2011....what? I thought we were supposed to die in 2000...or something like that. Apparently they moved our ultimate destruction to 2012.
When you have a toddler, ringing in another year is well, anti-climatic. Oh, look...2011...where are the baby wipes, the kid just spit up his dinner on the rug?! My brain will probably not acknowledge 2011 until sometime in 2013, if we make it through 2012, and the end of the world.
Ultimately, I figure I better make up some New Years resolutions. I think it is important to keep them simple and unattainable:
1) Spank North Korea for being such children. Oooooo...we are going to invade South Korea...that is nice, who cares, keep watching Bend it like Beckman and leave the rest of the world alone. I find North Korea most offensive because they don't have Starbucks. What is wrong with you people? Never mind, you have a leader who is stuck in 20th century battles and politics. Someone should give Kim Jong a bit of a cat scan, with a real cat, and then pop the dude out of office for someone a bit more proactive and palatable. I am thinking Sarah Palin...

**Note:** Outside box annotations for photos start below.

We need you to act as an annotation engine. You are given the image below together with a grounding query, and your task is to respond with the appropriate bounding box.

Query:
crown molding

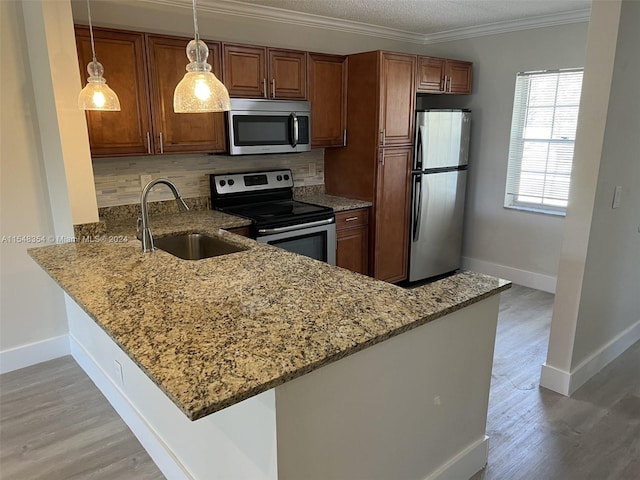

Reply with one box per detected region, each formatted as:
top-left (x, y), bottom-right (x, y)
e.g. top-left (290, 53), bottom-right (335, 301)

top-left (138, 0), bottom-right (591, 45)
top-left (424, 9), bottom-right (591, 44)
top-left (138, 0), bottom-right (425, 45)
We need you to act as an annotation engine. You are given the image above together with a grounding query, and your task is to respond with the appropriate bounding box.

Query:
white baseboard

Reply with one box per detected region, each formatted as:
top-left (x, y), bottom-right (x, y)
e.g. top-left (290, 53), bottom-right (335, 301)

2) Please make Sarah Palin go away! Listening to her speak causes my brain to run away in terror crying. Yes TLC, you are still so boycotted for having her gay ass political inspired show on the air. If I hear one more Mama bear reference.....North Korea, you should go there....
3) Continue with my anti-stupid political campaign.....
4) Look at immigrating to Sweden before the next United States presidential election, cuz I am certain that my anti-stupid campaign will fail miserably.
5) Continue with being an awesome Mommy and Wife...awesome...
Welcome 2011...I am ready for the idiotic wonders you will serve up and how many sister wives you will marry!